In the Fall of 2006, I traveled to Europe to perform a variety of shows including solo experimental, a duo collaboration with Laurie Amat, and a very interesting week of performances in Bern, Switzerland with my friend Philipp Zuercher and his Fractaloid Project. In Philipp’s words:

Fractaloid 1-9 are 72 hours of live music, composed by Philipp Zuercher. The main issue is the interaction between four musicians and huge virtual structures: a computer program makes a looping device produce “a heap of empty wraps that want to be filled with musical contents”.

The form of those wraps is based on the aesthetics of fractals. Fractals are fragmented geometric shapes that are self-similar and appear in nature, too. The composition was first performed by four musicians, playing nine shifts of 8 hours each at Marks Blond, Bern-Switzerland (September 14th to 17th 2006).

The looping/sequence program Phillipp created called for the performer to record at specific moments, graphically represented on a computer screen from hot to cold colors. Red parts were, ‘must record!’ and blue were, ‘listen only’ with gradations in between. These gradations chopped up the recorded bits and threw them back, sometimes for many minutes at a time, allowing the performer to listen to the progression of things or take a break and get some food and drink! Each composition of sequences lasted around 40 minutes and would then start over, going around and around continuously for 8 hours straight, relentlessly, until the next musician took over.
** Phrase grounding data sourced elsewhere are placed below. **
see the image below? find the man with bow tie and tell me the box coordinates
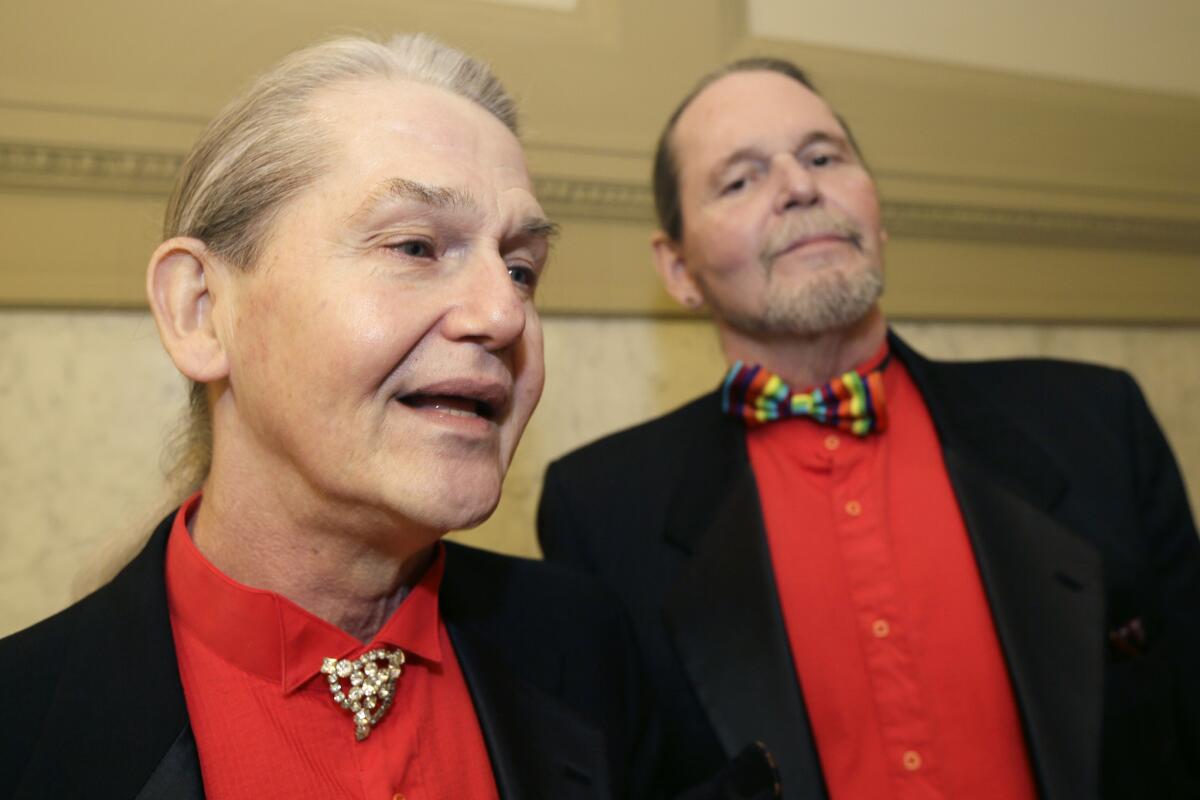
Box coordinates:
[538,58,1200,799]
[0,33,678,800]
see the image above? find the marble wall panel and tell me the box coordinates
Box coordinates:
[0,310,184,637]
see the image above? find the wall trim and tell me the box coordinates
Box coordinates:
[881,202,1200,253]
[0,140,181,196]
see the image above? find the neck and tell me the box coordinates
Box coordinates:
[719,306,887,388]
[190,453,440,643]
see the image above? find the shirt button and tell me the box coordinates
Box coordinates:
[824,434,840,451]
[902,750,922,771]
[845,499,862,517]
[872,619,890,638]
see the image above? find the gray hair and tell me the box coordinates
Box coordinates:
[162,33,519,495]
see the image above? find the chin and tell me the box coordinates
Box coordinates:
[431,501,500,534]
[762,268,883,334]
[396,475,504,534]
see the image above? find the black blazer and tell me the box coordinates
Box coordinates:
[539,333,1200,799]
[0,514,658,800]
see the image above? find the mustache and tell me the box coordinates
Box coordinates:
[760,210,863,266]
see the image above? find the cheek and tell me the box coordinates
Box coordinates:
[515,315,546,408]
[690,211,762,271]
[841,175,883,226]
[330,287,440,377]
[225,286,285,383]
[333,290,395,346]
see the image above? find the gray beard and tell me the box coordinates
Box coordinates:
[706,265,884,338]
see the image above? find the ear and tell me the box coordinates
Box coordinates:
[650,230,704,311]
[146,237,231,383]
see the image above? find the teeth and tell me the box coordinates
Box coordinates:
[433,404,479,418]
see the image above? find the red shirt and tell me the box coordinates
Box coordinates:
[747,350,1038,799]
[165,494,499,800]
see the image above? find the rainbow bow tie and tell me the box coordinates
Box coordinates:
[720,357,890,435]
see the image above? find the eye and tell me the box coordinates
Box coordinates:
[388,239,434,258]
[806,151,841,168]
[508,264,539,291]
[719,160,768,195]
[721,177,747,195]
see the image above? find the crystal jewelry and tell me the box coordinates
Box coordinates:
[321,648,405,741]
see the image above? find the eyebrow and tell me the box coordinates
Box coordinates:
[350,178,476,222]
[520,216,560,242]
[350,177,559,242]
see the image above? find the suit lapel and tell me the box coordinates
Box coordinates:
[135,724,206,800]
[442,553,608,800]
[662,401,827,800]
[894,333,1104,799]
[944,449,1104,799]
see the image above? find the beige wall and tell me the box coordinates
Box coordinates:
[749,0,1200,97]
[2,308,1198,637]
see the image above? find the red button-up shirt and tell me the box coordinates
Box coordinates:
[165,494,499,800]
[747,350,1038,799]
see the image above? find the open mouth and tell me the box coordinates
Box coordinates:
[394,377,510,425]
[397,393,498,421]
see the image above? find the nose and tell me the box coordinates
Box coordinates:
[441,250,528,351]
[772,153,819,213]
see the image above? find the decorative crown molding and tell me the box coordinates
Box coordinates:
[2,140,1197,253]
[0,141,182,195]
[534,176,654,222]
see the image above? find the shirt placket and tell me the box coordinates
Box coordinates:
[827,439,945,799]
[356,657,424,800]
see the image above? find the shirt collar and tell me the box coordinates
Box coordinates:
[165,492,445,695]
[859,338,891,378]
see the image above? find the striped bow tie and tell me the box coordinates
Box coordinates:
[720,356,890,435]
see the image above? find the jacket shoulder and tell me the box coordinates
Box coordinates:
[0,567,132,707]
[934,355,1144,426]
[0,592,84,663]
[947,354,1131,387]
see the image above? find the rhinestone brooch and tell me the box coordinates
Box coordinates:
[321,648,406,741]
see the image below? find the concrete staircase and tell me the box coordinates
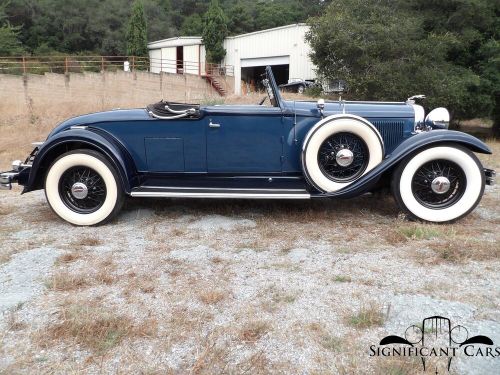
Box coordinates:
[204,74,227,96]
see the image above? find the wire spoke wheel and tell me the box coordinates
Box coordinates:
[58,166,107,213]
[317,132,369,182]
[411,159,466,209]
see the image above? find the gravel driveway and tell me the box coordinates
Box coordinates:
[0,146,498,374]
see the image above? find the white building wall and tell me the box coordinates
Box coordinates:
[200,45,207,76]
[183,45,199,75]
[149,48,162,73]
[222,24,314,94]
[161,47,177,74]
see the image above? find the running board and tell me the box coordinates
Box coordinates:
[130,186,311,199]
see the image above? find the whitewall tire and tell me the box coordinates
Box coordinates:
[392,145,485,223]
[302,116,384,192]
[44,149,124,226]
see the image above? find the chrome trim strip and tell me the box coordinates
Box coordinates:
[148,110,189,120]
[131,191,311,199]
[137,186,307,192]
[164,105,196,115]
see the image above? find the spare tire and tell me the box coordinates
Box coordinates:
[302,115,384,192]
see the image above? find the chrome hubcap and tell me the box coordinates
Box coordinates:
[71,182,88,200]
[430,176,451,194]
[336,149,354,167]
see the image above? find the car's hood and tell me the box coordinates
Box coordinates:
[48,109,150,138]
[286,100,414,119]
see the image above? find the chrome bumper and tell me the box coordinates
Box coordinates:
[0,171,19,190]
[485,168,495,186]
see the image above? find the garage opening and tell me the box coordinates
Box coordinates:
[240,56,290,94]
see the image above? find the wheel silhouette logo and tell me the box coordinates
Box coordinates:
[404,325,423,345]
[450,325,469,345]
[374,316,496,374]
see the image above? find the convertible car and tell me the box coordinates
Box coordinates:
[0,67,495,226]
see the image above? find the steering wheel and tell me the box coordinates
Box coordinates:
[258,96,267,105]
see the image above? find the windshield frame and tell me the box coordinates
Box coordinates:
[264,66,284,110]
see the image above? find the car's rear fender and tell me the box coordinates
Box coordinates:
[24,127,138,194]
[315,130,491,198]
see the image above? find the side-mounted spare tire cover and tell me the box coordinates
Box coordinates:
[302,115,384,192]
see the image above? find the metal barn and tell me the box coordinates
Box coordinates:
[147,24,316,95]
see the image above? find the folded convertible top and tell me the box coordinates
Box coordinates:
[147,100,200,119]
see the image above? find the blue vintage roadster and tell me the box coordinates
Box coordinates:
[0,67,495,225]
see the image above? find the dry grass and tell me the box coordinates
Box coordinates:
[198,289,227,305]
[189,331,271,375]
[0,202,14,216]
[385,223,444,244]
[347,303,386,329]
[70,235,102,248]
[46,272,88,291]
[239,321,270,343]
[5,311,28,332]
[424,237,499,264]
[56,252,81,264]
[373,356,425,375]
[42,303,157,354]
[47,256,116,291]
[333,275,352,283]
[307,323,343,352]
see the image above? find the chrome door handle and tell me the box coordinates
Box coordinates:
[209,121,221,128]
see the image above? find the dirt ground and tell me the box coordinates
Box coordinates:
[0,100,499,374]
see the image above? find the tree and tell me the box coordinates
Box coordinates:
[126,0,148,57]
[226,1,253,35]
[0,1,24,55]
[180,14,203,35]
[409,0,500,132]
[202,0,227,63]
[306,0,496,123]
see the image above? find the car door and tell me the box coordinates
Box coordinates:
[206,106,284,173]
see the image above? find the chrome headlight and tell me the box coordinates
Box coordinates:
[411,104,425,131]
[425,107,450,129]
[12,160,22,171]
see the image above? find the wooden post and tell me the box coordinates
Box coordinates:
[64,57,68,74]
[132,56,135,72]
[22,56,26,74]
[101,56,105,72]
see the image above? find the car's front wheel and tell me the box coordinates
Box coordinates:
[45,149,124,226]
[392,145,485,223]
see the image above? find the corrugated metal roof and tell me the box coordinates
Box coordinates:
[148,23,309,49]
[148,36,202,48]
[226,23,307,40]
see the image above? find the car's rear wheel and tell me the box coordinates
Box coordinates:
[45,149,124,226]
[302,117,384,192]
[392,145,485,223]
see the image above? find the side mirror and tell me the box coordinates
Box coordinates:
[425,107,450,129]
[317,98,325,111]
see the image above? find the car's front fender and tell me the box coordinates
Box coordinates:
[24,127,138,193]
[315,130,491,198]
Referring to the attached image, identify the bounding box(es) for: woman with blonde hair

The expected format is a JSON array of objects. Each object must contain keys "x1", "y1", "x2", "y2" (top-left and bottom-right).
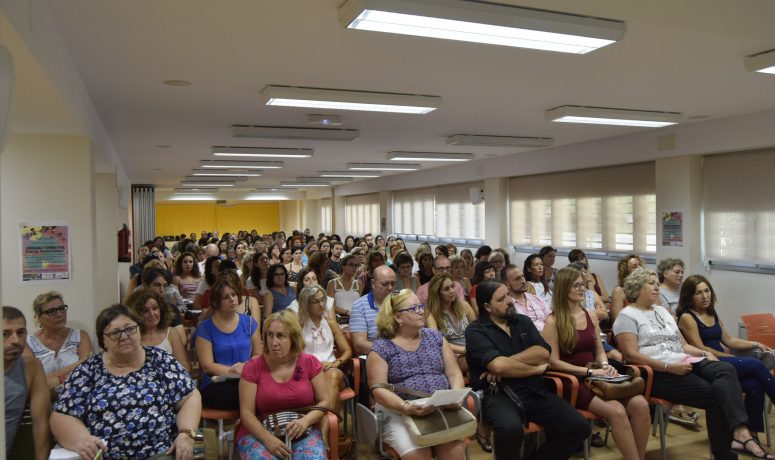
[
  {"x1": 425, "y1": 274, "x2": 476, "y2": 374},
  {"x1": 236, "y1": 310, "x2": 330, "y2": 459},
  {"x1": 544, "y1": 267, "x2": 649, "y2": 460},
  {"x1": 367, "y1": 289, "x2": 466, "y2": 459},
  {"x1": 27, "y1": 291, "x2": 93, "y2": 389}
]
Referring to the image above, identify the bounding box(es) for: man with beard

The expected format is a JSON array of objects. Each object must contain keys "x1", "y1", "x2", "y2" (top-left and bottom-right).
[
  {"x1": 465, "y1": 281, "x2": 588, "y2": 459},
  {"x1": 502, "y1": 264, "x2": 552, "y2": 332},
  {"x1": 4, "y1": 306, "x2": 50, "y2": 459}
]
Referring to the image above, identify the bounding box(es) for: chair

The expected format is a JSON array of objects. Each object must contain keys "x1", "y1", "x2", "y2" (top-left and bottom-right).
[
  {"x1": 741, "y1": 313, "x2": 775, "y2": 348},
  {"x1": 201, "y1": 407, "x2": 239, "y2": 460},
  {"x1": 545, "y1": 371, "x2": 612, "y2": 460},
  {"x1": 339, "y1": 357, "x2": 361, "y2": 442},
  {"x1": 628, "y1": 363, "x2": 675, "y2": 460},
  {"x1": 233, "y1": 409, "x2": 340, "y2": 460}
]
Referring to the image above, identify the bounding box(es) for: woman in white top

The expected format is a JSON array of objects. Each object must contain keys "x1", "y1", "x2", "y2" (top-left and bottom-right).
[
  {"x1": 26, "y1": 291, "x2": 93, "y2": 389},
  {"x1": 126, "y1": 289, "x2": 190, "y2": 372},
  {"x1": 326, "y1": 254, "x2": 362, "y2": 323},
  {"x1": 656, "y1": 257, "x2": 684, "y2": 317},
  {"x1": 524, "y1": 254, "x2": 552, "y2": 305},
  {"x1": 288, "y1": 268, "x2": 335, "y2": 321}
]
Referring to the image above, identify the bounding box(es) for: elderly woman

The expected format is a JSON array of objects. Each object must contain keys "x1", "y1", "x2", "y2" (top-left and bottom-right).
[
  {"x1": 197, "y1": 274, "x2": 262, "y2": 411},
  {"x1": 367, "y1": 289, "x2": 466, "y2": 459},
  {"x1": 609, "y1": 254, "x2": 643, "y2": 323},
  {"x1": 25, "y1": 291, "x2": 93, "y2": 390},
  {"x1": 544, "y1": 267, "x2": 649, "y2": 460},
  {"x1": 51, "y1": 304, "x2": 201, "y2": 460},
  {"x1": 125, "y1": 289, "x2": 190, "y2": 371},
  {"x1": 677, "y1": 274, "x2": 775, "y2": 441},
  {"x1": 394, "y1": 253, "x2": 420, "y2": 293},
  {"x1": 614, "y1": 268, "x2": 773, "y2": 459},
  {"x1": 657, "y1": 258, "x2": 685, "y2": 317},
  {"x1": 426, "y1": 274, "x2": 476, "y2": 375},
  {"x1": 236, "y1": 310, "x2": 331, "y2": 459}
]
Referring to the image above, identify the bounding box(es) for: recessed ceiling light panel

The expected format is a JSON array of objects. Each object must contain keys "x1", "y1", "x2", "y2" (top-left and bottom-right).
[
  {"x1": 200, "y1": 160, "x2": 284, "y2": 169},
  {"x1": 745, "y1": 49, "x2": 775, "y2": 75},
  {"x1": 261, "y1": 85, "x2": 440, "y2": 114},
  {"x1": 180, "y1": 182, "x2": 235, "y2": 187},
  {"x1": 229, "y1": 125, "x2": 360, "y2": 141},
  {"x1": 339, "y1": 0, "x2": 625, "y2": 54},
  {"x1": 347, "y1": 162, "x2": 420, "y2": 171},
  {"x1": 446, "y1": 134, "x2": 554, "y2": 148},
  {"x1": 386, "y1": 151, "x2": 474, "y2": 162},
  {"x1": 191, "y1": 169, "x2": 262, "y2": 177},
  {"x1": 545, "y1": 105, "x2": 682, "y2": 127},
  {"x1": 280, "y1": 181, "x2": 331, "y2": 187},
  {"x1": 211, "y1": 146, "x2": 312, "y2": 158},
  {"x1": 319, "y1": 170, "x2": 383, "y2": 178}
]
I have fond memories of performing my three 8 hour shifts in the little MarksBlond.com hut, which has room for approximately 12 people and is situated in a nice upper middle class neighborhood next to an old stone church. I especially remember my last shift, which was from 4am to 12pm on Sunday. Food, energy and inspiration were running low when the church’s bells started pealing – echoing around the previously tranquil neighborhood, calling worshipers with that ancient, deep, cast-metal BONG, BONG, BONG that one only really experiences in Europe. I’d been performing all by myself for many, many hours and was getting mighty punchy, so I decided to incorporate the bells into the recording. I hastily stuck a mic out the door and managed to create some very satisfying musical chaos. At some point after this, I stumbled down the street in a crazed, sleep deprived, low blood sugar state in order to record the bells with my portable recorder, and received some concerned looks from a few of the staid, well dressed residents making their way to the morning service.